Amazon announced Thursday that it plans to develop new technology for its autonomous delivery vehicles in Helsinki, Finland.
The Seattle-headquartered tech giant said in a blog post that it is setting up a new “Development Center” to support Amazon Scout, which is a fully electric autonomous delivery robot that is being tested in four U.S. locations.
Two dozen engineers will be based at the Amazon Scout Development Center in Helsinki initially, the company said, adding that they will be focused on research and development.
One of their main aims will be to develop 3D software that “simulates the complexity of real life” and ensures “Scout can navigate safely while making deliveries,” Amazon said.
“The Amazon Scout team in Helsinki will grow over time,” Amazon said. “We’re now hiring engineers who are at the forefront of robotics and autonomous systems technology.”

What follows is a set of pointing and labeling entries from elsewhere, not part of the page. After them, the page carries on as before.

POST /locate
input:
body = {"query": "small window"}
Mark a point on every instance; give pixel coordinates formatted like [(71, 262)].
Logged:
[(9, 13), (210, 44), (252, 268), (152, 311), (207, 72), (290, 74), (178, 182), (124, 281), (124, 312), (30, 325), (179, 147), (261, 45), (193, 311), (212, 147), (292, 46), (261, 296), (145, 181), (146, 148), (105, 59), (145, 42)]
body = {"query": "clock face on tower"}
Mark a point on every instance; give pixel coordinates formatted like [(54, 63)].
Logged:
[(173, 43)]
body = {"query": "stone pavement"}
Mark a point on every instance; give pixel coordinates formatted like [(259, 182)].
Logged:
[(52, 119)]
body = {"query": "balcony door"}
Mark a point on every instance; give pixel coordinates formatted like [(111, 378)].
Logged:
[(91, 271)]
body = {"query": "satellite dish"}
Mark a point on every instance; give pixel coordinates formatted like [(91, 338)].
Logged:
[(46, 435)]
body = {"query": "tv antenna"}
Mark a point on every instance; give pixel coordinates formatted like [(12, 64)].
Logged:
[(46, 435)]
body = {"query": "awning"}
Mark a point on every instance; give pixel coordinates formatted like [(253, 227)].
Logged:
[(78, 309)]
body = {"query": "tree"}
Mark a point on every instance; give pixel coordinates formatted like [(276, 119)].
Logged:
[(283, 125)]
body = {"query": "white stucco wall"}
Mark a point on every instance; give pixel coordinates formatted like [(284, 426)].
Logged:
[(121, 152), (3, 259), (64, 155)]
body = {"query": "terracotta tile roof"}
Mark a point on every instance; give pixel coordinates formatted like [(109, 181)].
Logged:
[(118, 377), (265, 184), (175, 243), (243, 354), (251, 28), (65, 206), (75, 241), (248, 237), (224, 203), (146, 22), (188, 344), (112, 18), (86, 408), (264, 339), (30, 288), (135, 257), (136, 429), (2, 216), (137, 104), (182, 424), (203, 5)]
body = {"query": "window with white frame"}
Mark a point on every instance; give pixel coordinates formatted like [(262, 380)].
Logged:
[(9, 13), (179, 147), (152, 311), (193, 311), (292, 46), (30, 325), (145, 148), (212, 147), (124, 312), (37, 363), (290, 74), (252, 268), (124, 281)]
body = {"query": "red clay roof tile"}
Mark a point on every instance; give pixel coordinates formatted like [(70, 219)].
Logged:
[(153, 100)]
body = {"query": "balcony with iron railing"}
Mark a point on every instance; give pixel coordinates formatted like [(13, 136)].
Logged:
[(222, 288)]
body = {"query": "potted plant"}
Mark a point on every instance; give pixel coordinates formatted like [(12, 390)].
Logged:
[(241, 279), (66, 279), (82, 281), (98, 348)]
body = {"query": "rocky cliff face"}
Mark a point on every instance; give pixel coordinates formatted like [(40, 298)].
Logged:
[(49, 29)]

The launch of the new development center in Helsinki comes half a year after Amazon reportedly acquired local 3D modeling firm Umbra, which also has offices in the U.S. and the Asia-Pacific region, according to LinkedIn. Founded in 2006, Umbra reportedly raised $3.4 million from investors before it was acquired.

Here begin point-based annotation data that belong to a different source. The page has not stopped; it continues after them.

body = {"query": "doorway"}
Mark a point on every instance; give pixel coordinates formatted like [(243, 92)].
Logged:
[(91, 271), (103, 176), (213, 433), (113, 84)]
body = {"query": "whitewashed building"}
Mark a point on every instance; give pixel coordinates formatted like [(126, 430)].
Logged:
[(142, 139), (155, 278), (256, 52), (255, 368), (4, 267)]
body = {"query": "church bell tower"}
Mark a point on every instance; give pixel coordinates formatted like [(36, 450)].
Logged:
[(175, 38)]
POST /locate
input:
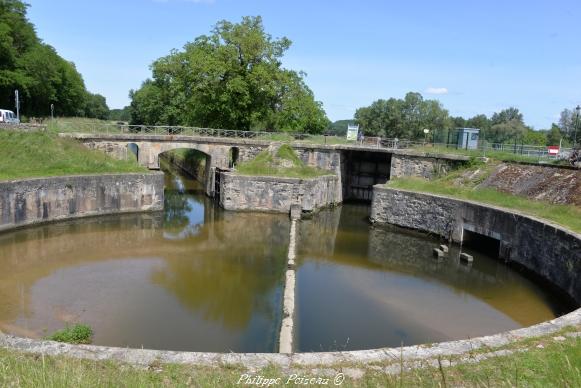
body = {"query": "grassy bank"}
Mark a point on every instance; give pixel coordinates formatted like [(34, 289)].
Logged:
[(37, 154), (568, 216), (505, 156), (548, 361), (283, 163)]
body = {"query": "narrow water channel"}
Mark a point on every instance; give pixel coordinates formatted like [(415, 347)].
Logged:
[(201, 279)]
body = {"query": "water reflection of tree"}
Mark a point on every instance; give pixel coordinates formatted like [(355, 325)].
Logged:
[(237, 275), (176, 208)]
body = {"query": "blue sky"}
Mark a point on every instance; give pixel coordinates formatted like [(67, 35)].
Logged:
[(475, 57)]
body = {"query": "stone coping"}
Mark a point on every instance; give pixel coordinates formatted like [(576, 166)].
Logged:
[(71, 181), (259, 360), (384, 187), (278, 179), (146, 357), (76, 176)]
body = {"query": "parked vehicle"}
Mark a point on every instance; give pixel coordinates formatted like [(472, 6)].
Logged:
[(7, 116)]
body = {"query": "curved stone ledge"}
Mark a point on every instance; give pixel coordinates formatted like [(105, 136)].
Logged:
[(383, 355), (546, 249), (260, 360), (277, 194), (32, 201)]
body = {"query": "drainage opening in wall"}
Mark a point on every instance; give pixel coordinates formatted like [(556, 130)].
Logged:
[(485, 244)]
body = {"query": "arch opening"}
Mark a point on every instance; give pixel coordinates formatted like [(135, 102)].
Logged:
[(133, 149), (233, 156)]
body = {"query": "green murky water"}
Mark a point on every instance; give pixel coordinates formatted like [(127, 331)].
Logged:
[(198, 278)]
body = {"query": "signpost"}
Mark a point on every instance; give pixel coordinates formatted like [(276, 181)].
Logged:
[(352, 132), (17, 104), (553, 150)]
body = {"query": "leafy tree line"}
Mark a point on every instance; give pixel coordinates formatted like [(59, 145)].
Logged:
[(232, 78), (41, 76), (406, 118)]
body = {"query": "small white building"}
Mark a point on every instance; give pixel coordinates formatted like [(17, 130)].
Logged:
[(468, 138)]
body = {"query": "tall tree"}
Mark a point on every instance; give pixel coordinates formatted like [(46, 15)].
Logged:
[(403, 118), (506, 115), (232, 78), (568, 123), (35, 68), (96, 107)]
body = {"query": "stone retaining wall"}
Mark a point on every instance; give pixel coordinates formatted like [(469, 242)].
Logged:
[(543, 248), (277, 194), (32, 201), (424, 166)]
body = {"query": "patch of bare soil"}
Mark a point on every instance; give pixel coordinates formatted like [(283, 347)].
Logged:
[(552, 184)]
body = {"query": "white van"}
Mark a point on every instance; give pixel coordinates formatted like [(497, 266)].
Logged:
[(7, 116)]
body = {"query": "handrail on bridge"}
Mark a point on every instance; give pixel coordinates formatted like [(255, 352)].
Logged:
[(366, 142)]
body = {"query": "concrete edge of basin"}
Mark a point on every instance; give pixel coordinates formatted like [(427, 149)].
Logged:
[(259, 360)]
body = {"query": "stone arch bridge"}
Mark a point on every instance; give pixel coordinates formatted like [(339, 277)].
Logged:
[(358, 167)]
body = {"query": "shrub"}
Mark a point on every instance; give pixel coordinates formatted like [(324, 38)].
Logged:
[(77, 334)]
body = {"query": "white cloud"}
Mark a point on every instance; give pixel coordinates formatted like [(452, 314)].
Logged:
[(432, 90), (185, 1)]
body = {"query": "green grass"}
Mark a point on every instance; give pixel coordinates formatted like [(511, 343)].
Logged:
[(266, 164), (568, 216), (38, 154), (556, 364), (82, 125), (77, 334), (504, 156)]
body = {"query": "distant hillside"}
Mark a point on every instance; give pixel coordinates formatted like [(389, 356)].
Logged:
[(339, 127)]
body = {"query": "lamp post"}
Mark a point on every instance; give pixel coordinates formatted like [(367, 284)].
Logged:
[(578, 111)]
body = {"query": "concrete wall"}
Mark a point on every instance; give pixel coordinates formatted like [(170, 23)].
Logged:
[(545, 249), (32, 201), (276, 194), (424, 166)]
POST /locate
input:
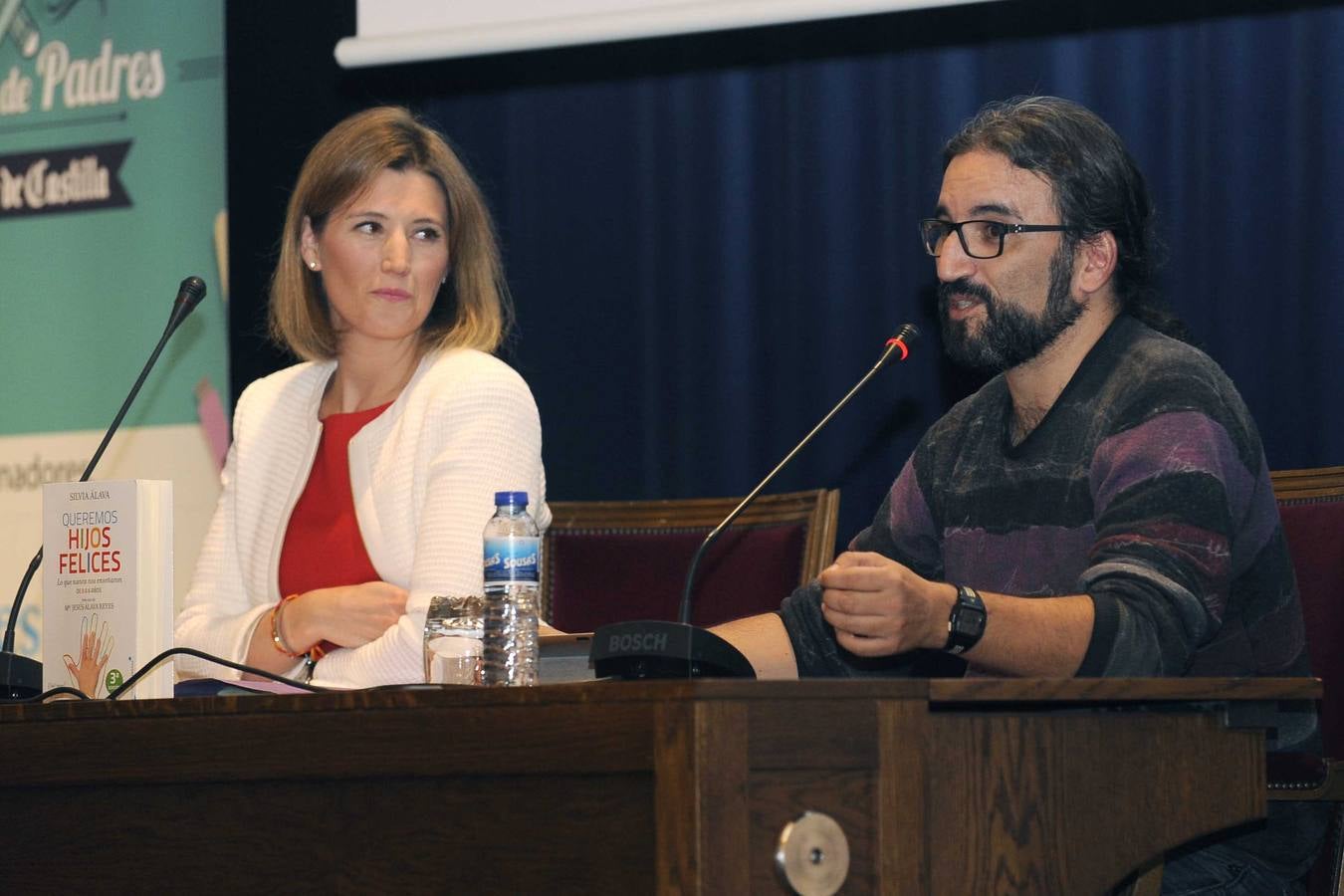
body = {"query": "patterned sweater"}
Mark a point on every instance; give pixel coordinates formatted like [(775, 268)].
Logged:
[(1145, 487)]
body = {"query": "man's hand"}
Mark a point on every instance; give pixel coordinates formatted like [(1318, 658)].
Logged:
[(879, 607)]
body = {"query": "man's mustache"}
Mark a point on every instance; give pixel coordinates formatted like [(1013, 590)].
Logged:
[(963, 287)]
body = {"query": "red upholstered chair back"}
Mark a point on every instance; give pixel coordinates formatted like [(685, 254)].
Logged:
[(618, 560), (1310, 504)]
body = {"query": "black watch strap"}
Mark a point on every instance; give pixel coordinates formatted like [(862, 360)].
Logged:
[(967, 622)]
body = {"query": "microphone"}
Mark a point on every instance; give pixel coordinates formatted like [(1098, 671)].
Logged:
[(20, 676), (656, 649)]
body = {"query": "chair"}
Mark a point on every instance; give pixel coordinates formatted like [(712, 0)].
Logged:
[(620, 560), (1310, 504)]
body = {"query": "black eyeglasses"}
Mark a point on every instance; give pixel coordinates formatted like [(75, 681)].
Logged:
[(980, 238)]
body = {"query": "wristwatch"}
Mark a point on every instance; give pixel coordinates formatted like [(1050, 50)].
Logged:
[(967, 622)]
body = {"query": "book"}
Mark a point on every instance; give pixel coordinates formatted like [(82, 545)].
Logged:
[(107, 584)]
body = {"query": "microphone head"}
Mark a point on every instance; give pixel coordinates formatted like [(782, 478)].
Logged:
[(190, 293), (907, 334)]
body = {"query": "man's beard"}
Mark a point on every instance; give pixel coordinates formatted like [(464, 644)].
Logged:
[(1008, 335)]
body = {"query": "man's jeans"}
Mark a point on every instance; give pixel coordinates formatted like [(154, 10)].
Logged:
[(1218, 871)]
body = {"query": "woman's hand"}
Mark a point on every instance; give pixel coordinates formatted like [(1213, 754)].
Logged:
[(349, 615)]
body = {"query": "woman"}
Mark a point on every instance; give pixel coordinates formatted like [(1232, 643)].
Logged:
[(359, 481)]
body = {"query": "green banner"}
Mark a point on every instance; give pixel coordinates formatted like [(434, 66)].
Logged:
[(112, 191)]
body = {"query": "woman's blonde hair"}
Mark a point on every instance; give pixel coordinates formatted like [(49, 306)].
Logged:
[(472, 308)]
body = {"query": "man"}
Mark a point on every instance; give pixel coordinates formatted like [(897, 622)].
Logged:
[(1101, 508)]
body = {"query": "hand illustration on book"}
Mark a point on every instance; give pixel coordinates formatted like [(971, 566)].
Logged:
[(95, 649)]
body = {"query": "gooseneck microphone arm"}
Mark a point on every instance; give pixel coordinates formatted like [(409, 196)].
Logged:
[(15, 672), (895, 344)]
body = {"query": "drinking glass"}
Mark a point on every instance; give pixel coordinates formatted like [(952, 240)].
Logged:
[(453, 639)]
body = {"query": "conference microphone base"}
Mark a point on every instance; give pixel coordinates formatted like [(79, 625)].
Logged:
[(653, 649), (20, 677)]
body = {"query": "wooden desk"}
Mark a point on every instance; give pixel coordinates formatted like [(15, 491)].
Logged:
[(945, 786)]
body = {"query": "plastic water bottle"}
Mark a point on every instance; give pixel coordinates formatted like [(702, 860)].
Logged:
[(513, 568)]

“Umbra empowers 3D graphics designers and engineers to create, optimize, share and view their designs in real-time on virtually any device,” Umbra writes on its LinkedIn page. “As the established gaming industry standard in graphics optimization for more than a decade, Umbra is now redefining rapid visualization for all industry ecosystems utilizing complex 3D models.”
Amazon did not immediately respond when CNBC tried to confirm the acquisition.
It’s not uncommon for Amazon to start up in a new city following a local acquisition. Indeed, the company set up a presence in Cambridge, U.K., following the acquisition of AI start-up Evi Technologies. Amazon in the U.K. started with the acquisition of Bookpages, which is why Amazon was based in the English town of Slough for many years.
Amazon said the development center in Helsinki will work alongside Amazon staff at the Amazon Scout R&D lab in Seattle, as well as teams in Tubingen, Germany and Cambridge where Amazon has been developing delivery drones for several years.
Roughly the size of a small cooler, Amazon Scout vehicles can transport small packages along sidewalks at walking pace.
Delivery robots are widely seen as a potentially useful asset in last mile delivery but they could also replace hundreds of thousands of jobs. They’re also being developed by Starship Technologies, which was set up in 2014 by Skype co-founders Janus Friis and Ahti Heinla.
In January, Starship said that its robots have completed 1 million deliveries in countries including the U.K., the U.S., Estonia and Germany.